Looking across the chamber her gaze briefly stopped at each of the slayers in turn, but it finally settled on Zelsys.

“Geh-heh-eh-eh… A homunculus, an Inquisitor, a Victory Demon, and a war criminal walk into a dungeon. Talk about a sad joke,” the queen said with a forced, disbelieving cackle. Her intonation was somehow even more accented than Zelsys remembered. Her voice sounded from the floor and the walls, from everywhere at once, and even still it was barely loud enough to be audible. There was a cracking noise, and a long scorpion-like tail burst through the mega-hive’s roof right behind the Queen. Instead of a poisoned tip it had what looked to be a harpoon-launcher, yet it had no harpoon. The tail undulated upwards and a slimy harpoon pushed its way partway out the tail’s tip.

The appearance of that weapon didn’t make Zelsys fearful. It made her giddy at the prospect of easy charge for Retributive Battery.  When the Queen let it rip right at her the beast-slayer just broke into a sprint right at the Red Mantis, who had remained relatively still until now. She was visibly struggling to resist the urge to puke up her own organs that Strolvath’s music instilled in her. One of her hands sat on her stomach, the other held down an armor beetle on her shoulder that seemed eager to jump ship.

Channeling much of her breath into Graze Pulse, Zel put her full trust in her comrades to finish the Sister off, and knew she was right to do so. Even as harpoons brushed across her back and she felt the pressure build behind her eye, even as she threw herself at the Mantis with a cry on her lips. 

Either the Queen would stop firing at her to avoid hurting the Mantis, or she would foolishly skewer her own servant. Going by the distinct absence of followup projectiles, she seemed to have chosen the former, redirecting her wrath at the Inquisitor. 

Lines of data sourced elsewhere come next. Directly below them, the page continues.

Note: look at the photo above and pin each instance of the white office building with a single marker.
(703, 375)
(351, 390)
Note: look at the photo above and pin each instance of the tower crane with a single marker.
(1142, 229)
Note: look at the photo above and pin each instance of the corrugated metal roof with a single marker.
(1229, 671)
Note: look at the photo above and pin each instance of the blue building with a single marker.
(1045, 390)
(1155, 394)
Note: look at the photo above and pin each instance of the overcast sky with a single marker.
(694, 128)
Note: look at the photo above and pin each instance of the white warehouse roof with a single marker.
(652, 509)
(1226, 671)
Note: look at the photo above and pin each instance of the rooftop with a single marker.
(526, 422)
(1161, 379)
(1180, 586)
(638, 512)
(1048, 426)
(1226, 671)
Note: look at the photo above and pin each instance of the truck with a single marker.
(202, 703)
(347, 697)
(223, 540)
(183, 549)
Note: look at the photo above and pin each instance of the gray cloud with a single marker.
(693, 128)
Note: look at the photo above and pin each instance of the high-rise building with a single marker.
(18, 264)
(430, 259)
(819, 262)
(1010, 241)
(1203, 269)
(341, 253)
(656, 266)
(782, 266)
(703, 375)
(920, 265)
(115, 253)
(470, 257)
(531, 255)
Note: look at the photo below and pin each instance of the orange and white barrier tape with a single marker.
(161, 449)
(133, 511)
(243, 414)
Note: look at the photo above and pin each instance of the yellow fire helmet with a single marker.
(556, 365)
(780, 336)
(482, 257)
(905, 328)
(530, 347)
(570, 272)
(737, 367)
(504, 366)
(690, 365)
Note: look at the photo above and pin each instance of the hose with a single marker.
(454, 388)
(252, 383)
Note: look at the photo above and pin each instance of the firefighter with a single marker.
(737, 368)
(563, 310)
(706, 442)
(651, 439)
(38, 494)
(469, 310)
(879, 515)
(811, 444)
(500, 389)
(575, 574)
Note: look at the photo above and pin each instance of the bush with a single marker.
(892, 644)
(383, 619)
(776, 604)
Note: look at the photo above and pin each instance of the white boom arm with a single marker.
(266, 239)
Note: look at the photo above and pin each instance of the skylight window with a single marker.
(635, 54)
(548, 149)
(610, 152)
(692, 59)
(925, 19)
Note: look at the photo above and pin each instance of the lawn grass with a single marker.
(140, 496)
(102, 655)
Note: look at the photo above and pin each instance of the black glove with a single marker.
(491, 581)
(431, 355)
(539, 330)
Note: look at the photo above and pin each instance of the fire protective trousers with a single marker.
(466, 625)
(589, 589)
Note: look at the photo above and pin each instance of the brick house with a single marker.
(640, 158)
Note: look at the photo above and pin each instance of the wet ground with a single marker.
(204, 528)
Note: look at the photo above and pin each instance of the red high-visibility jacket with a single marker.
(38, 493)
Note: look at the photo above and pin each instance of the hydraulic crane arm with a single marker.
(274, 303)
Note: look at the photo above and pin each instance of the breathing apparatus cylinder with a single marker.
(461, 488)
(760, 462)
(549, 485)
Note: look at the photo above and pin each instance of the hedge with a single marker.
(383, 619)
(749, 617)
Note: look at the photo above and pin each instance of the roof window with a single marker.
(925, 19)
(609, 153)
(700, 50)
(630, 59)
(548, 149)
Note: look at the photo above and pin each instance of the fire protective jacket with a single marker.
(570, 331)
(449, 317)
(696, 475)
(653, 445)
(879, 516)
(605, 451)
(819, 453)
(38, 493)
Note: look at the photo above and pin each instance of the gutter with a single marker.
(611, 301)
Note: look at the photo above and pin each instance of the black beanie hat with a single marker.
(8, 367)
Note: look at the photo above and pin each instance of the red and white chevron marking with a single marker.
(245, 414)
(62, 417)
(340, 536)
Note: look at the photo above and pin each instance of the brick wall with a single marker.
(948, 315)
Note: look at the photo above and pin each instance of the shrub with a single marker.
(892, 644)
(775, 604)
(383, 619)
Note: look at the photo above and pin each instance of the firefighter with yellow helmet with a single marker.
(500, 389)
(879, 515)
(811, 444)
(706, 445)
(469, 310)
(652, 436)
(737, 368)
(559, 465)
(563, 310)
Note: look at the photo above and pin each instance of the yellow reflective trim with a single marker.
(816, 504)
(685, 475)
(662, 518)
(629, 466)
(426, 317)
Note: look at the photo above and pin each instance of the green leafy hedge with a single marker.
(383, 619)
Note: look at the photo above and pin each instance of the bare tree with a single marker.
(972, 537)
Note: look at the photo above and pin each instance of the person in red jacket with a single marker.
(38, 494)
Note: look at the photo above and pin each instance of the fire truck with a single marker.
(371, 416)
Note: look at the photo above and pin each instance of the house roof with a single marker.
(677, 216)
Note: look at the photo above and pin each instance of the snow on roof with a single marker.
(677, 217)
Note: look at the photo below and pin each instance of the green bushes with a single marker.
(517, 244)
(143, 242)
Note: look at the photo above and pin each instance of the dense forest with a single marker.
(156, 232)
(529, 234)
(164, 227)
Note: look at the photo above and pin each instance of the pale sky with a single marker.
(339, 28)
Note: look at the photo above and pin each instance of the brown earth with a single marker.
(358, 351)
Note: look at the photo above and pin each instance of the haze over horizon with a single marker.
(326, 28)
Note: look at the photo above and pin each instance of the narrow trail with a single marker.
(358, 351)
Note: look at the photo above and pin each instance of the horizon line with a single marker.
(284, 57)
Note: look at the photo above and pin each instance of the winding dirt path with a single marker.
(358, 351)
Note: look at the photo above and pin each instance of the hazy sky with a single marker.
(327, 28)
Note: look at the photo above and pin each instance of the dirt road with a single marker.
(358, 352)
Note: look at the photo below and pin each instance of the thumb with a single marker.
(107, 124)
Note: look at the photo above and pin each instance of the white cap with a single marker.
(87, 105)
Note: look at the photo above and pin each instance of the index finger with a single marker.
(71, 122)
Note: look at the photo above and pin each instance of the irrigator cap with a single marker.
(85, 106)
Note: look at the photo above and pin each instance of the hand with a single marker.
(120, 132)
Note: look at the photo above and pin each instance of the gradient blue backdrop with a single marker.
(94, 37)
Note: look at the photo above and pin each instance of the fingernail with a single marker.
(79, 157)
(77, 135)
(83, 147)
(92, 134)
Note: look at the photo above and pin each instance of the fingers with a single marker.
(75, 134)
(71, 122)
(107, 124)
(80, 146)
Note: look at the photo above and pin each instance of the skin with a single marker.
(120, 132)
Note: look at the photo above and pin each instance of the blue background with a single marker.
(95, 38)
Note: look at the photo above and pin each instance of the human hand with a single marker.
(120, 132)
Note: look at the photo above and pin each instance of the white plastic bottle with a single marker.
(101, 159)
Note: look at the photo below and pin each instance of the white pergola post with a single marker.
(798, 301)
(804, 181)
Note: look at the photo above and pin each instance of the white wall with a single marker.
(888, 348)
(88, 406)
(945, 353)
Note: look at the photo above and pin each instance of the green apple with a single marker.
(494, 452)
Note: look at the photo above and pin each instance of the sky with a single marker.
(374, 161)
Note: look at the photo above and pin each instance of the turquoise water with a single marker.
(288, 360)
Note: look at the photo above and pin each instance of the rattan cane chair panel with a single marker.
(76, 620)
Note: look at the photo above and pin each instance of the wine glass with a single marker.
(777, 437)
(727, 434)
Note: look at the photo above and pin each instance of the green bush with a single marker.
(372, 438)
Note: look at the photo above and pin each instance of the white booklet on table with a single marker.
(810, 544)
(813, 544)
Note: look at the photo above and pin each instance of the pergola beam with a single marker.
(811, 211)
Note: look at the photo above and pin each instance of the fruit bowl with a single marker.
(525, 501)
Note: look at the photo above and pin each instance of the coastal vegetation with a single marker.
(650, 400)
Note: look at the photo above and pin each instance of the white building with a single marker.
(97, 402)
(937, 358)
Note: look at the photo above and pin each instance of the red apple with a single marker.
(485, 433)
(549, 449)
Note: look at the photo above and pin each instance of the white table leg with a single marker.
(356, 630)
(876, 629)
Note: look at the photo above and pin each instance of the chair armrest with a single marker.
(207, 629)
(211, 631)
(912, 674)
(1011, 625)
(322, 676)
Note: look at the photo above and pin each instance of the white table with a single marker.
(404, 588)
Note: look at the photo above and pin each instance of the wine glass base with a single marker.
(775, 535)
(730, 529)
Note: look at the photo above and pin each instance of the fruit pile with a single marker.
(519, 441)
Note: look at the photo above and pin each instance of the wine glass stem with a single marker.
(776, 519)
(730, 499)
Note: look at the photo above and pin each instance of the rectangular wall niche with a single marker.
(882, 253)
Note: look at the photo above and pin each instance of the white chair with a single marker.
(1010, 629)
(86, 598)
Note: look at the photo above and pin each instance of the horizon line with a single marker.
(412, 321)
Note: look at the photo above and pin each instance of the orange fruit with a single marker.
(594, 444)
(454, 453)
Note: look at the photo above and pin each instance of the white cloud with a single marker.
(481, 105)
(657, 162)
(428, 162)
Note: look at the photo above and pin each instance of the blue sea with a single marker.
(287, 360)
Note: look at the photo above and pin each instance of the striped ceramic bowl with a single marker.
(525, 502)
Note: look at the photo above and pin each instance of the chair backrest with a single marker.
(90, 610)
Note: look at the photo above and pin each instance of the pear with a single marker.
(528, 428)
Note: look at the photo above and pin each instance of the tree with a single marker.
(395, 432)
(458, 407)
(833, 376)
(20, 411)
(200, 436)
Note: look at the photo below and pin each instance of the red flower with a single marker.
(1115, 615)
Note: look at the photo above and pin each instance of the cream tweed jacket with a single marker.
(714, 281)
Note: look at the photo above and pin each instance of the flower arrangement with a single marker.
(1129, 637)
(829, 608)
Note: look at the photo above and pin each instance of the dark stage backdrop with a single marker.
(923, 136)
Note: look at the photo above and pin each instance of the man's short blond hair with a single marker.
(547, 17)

“Now Butcher, bring me their heads!” laughed the Fog-drunk homunculus as she saw the Mantis’s arm-blades extending into a half-hearted defense. Yellowish liquid began leaking from the bugwoman’s nose and ears, even from the tear duct of her left eye. Zel made it obvious that she intended to meet the clash head-on, and the red one took the bait. She dropped into a slide right when the Mantis lunged, willing the Butcher to change the direction of its sawteeth. It did so just in time with a loud metallic screech, just in time for the saw to rip through the red one’s leg.

The Butcher’s saw reached its end just as it hit bone. Without any better options, Zel dug her heels in and grabbed for the Mantis’ leg, simultaneously dragging her opponent to the ground and stopping herself. 

She sprung to her feet. Her chest heaving and her senses ready to defend against an incoming harpoon, she moved back over to the mantis as quickly as she could. 

The red one lifted herself with the aid of her wings, hemolymph gushing from the wound in her leg. It frothed and bubbled to the frantic rhythm of Strolvath’s performance as she turned to face Zelsys again. Arm-blades out, held in an almost boxer-like manner, legs wide and weight on the right foot to compensate for the wound. And yet, Zel’s focus was drawn elsewhere.

Even from all the way over here and with most of her attention already taken up, she could clearly see him. So over the top and flashy was the Victory Demon’s ongoing struggle against the Sister that Zel couldn’t help sneaking a peek.

A half-second later, there came a harpoon that would’ve gone right through her head.